La clave de este fenómeno reside en el diferencial de tasas de interés. Mientras la Fed opta por una política monetaria más laxa, el Banco de México (Banxico) ha mantenido una tasa de referencia considerablemente más alta para controlar la inflación. Esta brecha convierte a los activos mexicanos, como los bonos gubernamentales, en una inversión muy rentable para el capital extranjero. La consecuente entrada de dólares al país para invertirlos en pesos aumenta la demanda de nuestra moneda y, por lo tanto, fortalece su valor. Este atractivo se ve además respaldado por factores como la expectativa de crecimiento vinculada al nearshoring.
Para los mexicanos, un peso más fuerte tiene un impacto directo y de doble filo. Por un lado, hace más baratas las importaciones, desde la tecnología hasta los insumos industriales, lo que puede ayudar a moderar la inflación. También beneficia a quienes viajan al extranjero o realizan compras en dólares. Sin embargo, representa un desafío para otros sectores: las familias que dependen de las remesas reciben menos pesos por cada dólar enviado, y las empresas exportadoras pierden competitividad al encarecerse sus productos en el mercado internacional.
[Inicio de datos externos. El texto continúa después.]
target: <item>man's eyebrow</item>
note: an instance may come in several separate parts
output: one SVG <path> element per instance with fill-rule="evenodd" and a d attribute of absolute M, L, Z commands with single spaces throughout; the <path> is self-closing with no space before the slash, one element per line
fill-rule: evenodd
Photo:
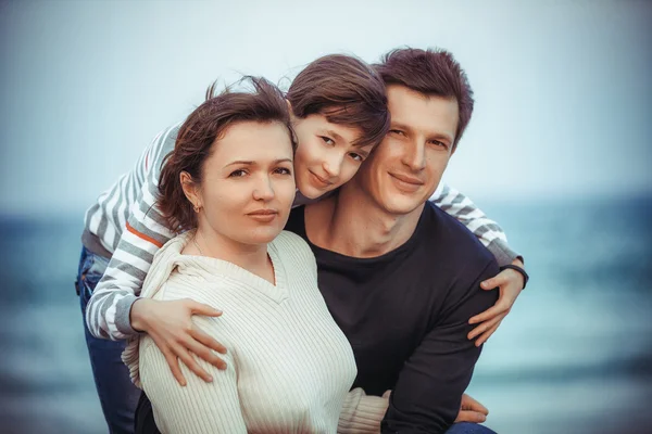
<path fill-rule="evenodd" d="M 410 128 L 405 124 L 401 124 L 400 122 L 392 122 L 390 128 L 391 129 L 398 128 L 398 129 L 403 129 L 405 131 L 412 131 L 412 128 Z M 448 143 L 453 142 L 453 138 L 450 137 L 449 135 L 447 135 L 446 132 L 435 132 L 432 135 L 428 135 L 428 140 L 440 140 L 440 141 L 446 141 Z"/>
<path fill-rule="evenodd" d="M 338 135 L 337 132 L 335 132 L 331 129 L 326 129 L 324 132 L 326 132 L 329 136 L 333 136 L 333 138 L 335 139 L 336 142 L 343 142 L 344 139 L 342 139 L 342 137 L 340 135 Z"/>

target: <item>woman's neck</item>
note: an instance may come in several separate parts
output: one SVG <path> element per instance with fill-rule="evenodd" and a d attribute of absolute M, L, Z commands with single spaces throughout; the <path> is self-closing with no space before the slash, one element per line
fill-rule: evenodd
<path fill-rule="evenodd" d="M 272 284 L 275 283 L 274 266 L 267 255 L 267 244 L 243 244 L 199 225 L 193 238 L 181 252 L 185 255 L 201 255 L 235 264 Z"/>

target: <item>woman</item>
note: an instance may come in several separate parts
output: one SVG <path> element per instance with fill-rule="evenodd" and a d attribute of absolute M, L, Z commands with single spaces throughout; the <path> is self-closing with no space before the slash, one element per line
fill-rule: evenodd
<path fill-rule="evenodd" d="M 142 295 L 228 308 L 195 320 L 234 345 L 226 370 L 204 366 L 211 383 L 188 375 L 183 387 L 151 337 L 129 344 L 125 362 L 163 433 L 335 432 L 355 378 L 310 247 L 281 232 L 296 192 L 285 100 L 252 81 L 255 93 L 200 105 L 161 173 L 159 208 L 186 232 L 156 253 Z"/>
<path fill-rule="evenodd" d="M 351 179 L 388 128 L 383 80 L 368 65 L 351 56 L 329 55 L 312 62 L 293 80 L 287 100 L 298 144 L 294 174 L 299 203 L 317 199 Z M 190 301 L 138 298 L 153 254 L 175 235 L 156 209 L 154 197 L 161 162 L 172 150 L 177 133 L 175 126 L 156 137 L 136 169 L 102 194 L 86 215 L 78 291 L 87 319 L 86 337 L 96 384 L 114 432 L 129 432 L 133 423 L 128 416 L 138 392 L 120 363 L 124 343 L 97 337 L 124 340 L 138 331 L 147 332 L 180 384 L 185 384 L 186 375 L 178 360 L 210 380 L 190 353 L 225 368 L 211 350 L 225 353 L 224 346 L 190 320 L 192 315 L 218 316 L 220 311 Z M 469 226 L 501 265 L 516 256 L 504 243 L 498 226 L 456 191 L 444 188 L 434 200 Z M 499 275 L 498 282 L 488 288 L 496 285 L 501 286 L 501 294 L 511 294 L 511 303 L 522 289 L 519 277 L 510 275 L 510 270 Z M 482 319 L 491 321 L 499 315 L 494 311 Z M 479 340 L 486 340 L 493 330 L 488 329 Z"/>

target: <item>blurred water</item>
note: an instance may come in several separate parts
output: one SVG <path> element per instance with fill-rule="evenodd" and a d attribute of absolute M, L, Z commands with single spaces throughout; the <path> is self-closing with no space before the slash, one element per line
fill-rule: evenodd
<path fill-rule="evenodd" d="M 469 393 L 500 433 L 643 433 L 652 414 L 652 197 L 480 204 L 530 284 Z M 103 433 L 75 295 L 80 218 L 0 218 L 0 426 Z"/>

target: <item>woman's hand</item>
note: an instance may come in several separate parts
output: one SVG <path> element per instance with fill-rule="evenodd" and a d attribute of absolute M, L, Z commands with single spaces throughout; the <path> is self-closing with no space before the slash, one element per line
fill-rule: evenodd
<path fill-rule="evenodd" d="M 462 404 L 460 405 L 460 412 L 457 413 L 457 419 L 455 419 L 455 423 L 482 423 L 487 420 L 487 414 L 489 414 L 489 410 L 487 410 L 487 407 L 482 406 L 480 403 L 478 403 L 471 396 L 464 394 L 462 395 Z"/>
<path fill-rule="evenodd" d="M 523 268 L 523 263 L 519 259 L 514 259 L 512 265 L 516 265 Z M 518 271 L 512 270 L 507 268 L 502 270 L 498 276 L 485 280 L 480 286 L 482 290 L 491 291 L 496 288 L 500 291 L 500 296 L 498 302 L 485 310 L 484 312 L 476 315 L 473 317 L 468 323 L 477 324 L 478 327 L 473 329 L 471 333 L 468 333 L 468 339 L 473 340 L 480 335 L 476 341 L 476 346 L 482 345 L 489 336 L 493 334 L 498 327 L 502 322 L 502 320 L 507 316 L 507 314 L 512 310 L 512 306 L 514 306 L 514 302 L 523 291 L 523 286 L 525 285 L 525 278 Z"/>
<path fill-rule="evenodd" d="M 224 360 L 213 353 L 226 354 L 226 348 L 192 323 L 193 315 L 220 317 L 222 311 L 190 298 L 171 302 L 139 298 L 131 305 L 131 327 L 150 335 L 181 386 L 186 385 L 186 379 L 179 368 L 179 359 L 205 382 L 213 379 L 192 355 L 217 369 L 226 369 Z"/>

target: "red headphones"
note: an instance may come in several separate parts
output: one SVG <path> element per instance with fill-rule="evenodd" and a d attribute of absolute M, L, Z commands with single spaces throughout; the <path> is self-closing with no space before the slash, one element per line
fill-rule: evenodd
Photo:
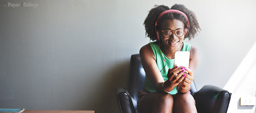
<path fill-rule="evenodd" d="M 184 32 L 184 34 L 185 34 L 185 36 L 187 36 L 188 33 L 188 31 L 189 30 L 189 28 L 190 27 L 190 25 L 189 24 L 189 21 L 188 21 L 188 19 L 187 19 L 187 15 L 186 15 L 186 14 L 185 14 L 184 13 L 179 10 L 175 9 L 170 9 L 166 10 L 160 13 L 160 14 L 159 14 L 159 15 L 158 16 L 158 17 L 157 17 L 157 19 L 156 19 L 156 21 L 155 21 L 155 32 L 156 33 L 156 36 L 157 36 L 157 38 L 158 38 L 158 40 L 159 40 L 159 36 L 158 34 L 158 33 L 156 31 L 156 25 L 157 25 L 157 22 L 158 22 L 158 20 L 159 19 L 160 19 L 160 18 L 162 17 L 162 16 L 163 15 L 164 15 L 165 14 L 168 13 L 177 13 L 181 14 L 185 16 L 185 18 L 186 18 L 186 20 L 187 20 L 187 25 L 186 27 L 186 26 L 185 26 L 185 32 Z"/>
En definitiva, la apreciación del peso no es solo una cifra financiera, sino un reflejo de la confianza en la economía nacional que trae consigo tanto oportunidades como retos. Su sostenibilidad dependerá de las futuras decisiones de Banxico y del panorama económico global, factores que determinarán el costo del crédito y el verdadero impacto en el bolsillo de las familias mexicanas.